Но во все это не верилось. Такое могло случиться с кем угодно, только не с Андреем. Лет пятнадцать тому назад приходили из поселка, приносили бумагу с печатью. В бумаге было оказано, что Андрей Кошелев погиб смертью героя в Норвегии. Илья только рассмеялся. Потом рассвирепел. Его раздражало упорство этих людей, их старание отнять у него последнюю надежду. Они все будто сговорились доказать ему, что его единственный сын умер. Это была глупость, и разбушевавшийся не на шутку Илья выгнал вон с маяка непрошеных гостей.

— Вот приедет, заберет в Ленинград… — упрямо твердил он себе под нос. — Внуков, чай, нужно кому-то нянчить…

И невдомек было старому, что и статную кудрявую молодуху, и внуков он выдумал сам. Это была его вера. Он ждал, надеялся, что и на его улице будет праздник.

Когда за стенами избушки лютовал ночной ветер, а море с пушечным гулом билось о сланцевые скалы, Илья при свете керосиновой лампы открывал заветный матросский сундучок и вынимал из него книжицу в черном переплете с мудреным заглавием: «Петрография». Чуть повыше заглавия золотом было напечатано: «А. И. Кошелев». Андрей Ильич Кошелев… А на первой странице размашистым почерком сына:

«Отцу Илье Петровичу от сына».

Как-то Илья показал книжку знающему человеку, учителю из поселка. Тот внимательно перелистал ее, поправил очки, погладил бородку, сказал:

— Большого ума человек ваш сын! Кто бы мог предполагать… Я уже тогда отмечал в нем способности… Вы должны гордиться, что вырастили такого сына. Возможно, имя его войдет в историю науки.
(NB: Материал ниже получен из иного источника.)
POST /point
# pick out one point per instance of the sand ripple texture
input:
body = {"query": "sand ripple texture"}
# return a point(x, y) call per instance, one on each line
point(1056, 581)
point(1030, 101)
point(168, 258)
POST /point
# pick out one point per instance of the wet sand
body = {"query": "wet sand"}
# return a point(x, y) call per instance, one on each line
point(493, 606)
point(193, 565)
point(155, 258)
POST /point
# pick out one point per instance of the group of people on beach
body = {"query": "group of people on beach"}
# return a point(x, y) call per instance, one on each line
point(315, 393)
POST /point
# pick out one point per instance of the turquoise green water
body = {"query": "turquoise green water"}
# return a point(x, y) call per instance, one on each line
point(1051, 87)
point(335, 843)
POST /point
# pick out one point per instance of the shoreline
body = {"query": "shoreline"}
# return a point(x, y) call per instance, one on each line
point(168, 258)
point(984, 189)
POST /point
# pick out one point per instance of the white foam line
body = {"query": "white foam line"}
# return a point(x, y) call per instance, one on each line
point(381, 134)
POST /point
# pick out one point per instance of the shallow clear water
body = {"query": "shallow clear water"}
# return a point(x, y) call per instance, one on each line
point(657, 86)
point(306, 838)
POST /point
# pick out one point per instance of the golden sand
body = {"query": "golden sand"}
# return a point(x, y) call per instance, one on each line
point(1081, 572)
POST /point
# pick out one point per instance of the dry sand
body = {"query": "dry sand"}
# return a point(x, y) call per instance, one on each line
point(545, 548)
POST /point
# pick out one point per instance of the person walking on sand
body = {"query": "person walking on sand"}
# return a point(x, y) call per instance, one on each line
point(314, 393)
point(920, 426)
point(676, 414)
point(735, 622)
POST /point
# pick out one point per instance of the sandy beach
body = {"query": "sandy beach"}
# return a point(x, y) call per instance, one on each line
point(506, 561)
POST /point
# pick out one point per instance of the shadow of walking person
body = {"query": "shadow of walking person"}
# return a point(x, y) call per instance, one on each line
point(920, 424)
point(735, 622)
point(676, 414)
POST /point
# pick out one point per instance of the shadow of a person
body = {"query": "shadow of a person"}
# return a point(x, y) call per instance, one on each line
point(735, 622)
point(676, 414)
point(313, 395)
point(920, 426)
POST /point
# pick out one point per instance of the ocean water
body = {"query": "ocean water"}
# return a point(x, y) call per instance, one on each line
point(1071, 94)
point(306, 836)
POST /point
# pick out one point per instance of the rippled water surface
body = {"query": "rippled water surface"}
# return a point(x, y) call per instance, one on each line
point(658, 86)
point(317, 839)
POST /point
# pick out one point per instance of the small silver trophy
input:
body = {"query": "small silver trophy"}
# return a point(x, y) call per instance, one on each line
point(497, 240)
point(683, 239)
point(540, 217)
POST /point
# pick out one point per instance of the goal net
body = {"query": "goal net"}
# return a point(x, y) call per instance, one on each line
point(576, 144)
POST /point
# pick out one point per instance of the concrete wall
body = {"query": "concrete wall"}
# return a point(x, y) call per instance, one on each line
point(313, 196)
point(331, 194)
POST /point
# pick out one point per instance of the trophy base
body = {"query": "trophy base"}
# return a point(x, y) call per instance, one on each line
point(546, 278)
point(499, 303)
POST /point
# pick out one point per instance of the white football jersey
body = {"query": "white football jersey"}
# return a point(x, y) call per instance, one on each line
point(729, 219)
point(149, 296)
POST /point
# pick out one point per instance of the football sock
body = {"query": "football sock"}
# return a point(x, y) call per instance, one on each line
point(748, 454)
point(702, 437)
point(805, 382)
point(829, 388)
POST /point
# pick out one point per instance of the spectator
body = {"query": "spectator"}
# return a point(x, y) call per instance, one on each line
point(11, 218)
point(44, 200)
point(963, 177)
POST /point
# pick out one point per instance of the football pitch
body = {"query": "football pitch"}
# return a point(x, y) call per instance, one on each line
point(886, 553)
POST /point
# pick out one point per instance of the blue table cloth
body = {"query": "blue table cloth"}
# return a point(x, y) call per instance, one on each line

Учитель говорил об Андрее как о живом, и это понравилось Илье. Они выпили тогда по стаканчику вина и предались воспоминаниям. Илья рассказывал о гражданской войне, и как его списали на берег по случаю ранения, и как он перебрался на этот маяк еще в те годы и тем самым похоронил свою мечту стать капитаном дальнего плавания. Капитаном должен был стать Андрей, когда вырастет. Илья даже справил мальчишке матросский костюмчик, чтобы с детства считал себя моряком. Часто выходил с ним на шлюпке, приучал не бояться моря. Думалось: возмужает, окрепнет, наденет настоящую форму. Увидит дальние страны. Все будут его слушаться и уважать. Андрей, как все одинокие дети, рос молчаливым, любил уходить далеко от маяка, бродить среди скал или неподвижно стоять на балконе. По ночам он смотрел в черное небо, горящее всеми огнями. То были небесные маяки, и неведомо кому освещали они дорогу. Что грезилось ему в эти молчаливые часы? Откуда в нем появилась любовь к наукам, о которых Илья не имел даже отдаленного представления? Может быть, и море, и небо, и пустыню он понимал по-своему, не так, как старый матрос с «Карла Либкнехта»? Андрей уехал в город и стал человеком непонятной науки. Сперва это огорчило Илью. Но позже он смирился. Люди говорили о сыне с уважением. В конце концов даже самому Илье его думка сделать сына моряком стала казаться вздорной. «И то верно, — размышлял он. — Что проку в неприкаянной жизни моряка? По году не бывать дома, наживать ревматизм. А к берегу рано ли, поздно ли все равно прибиваться надобно… На берегу целее будет».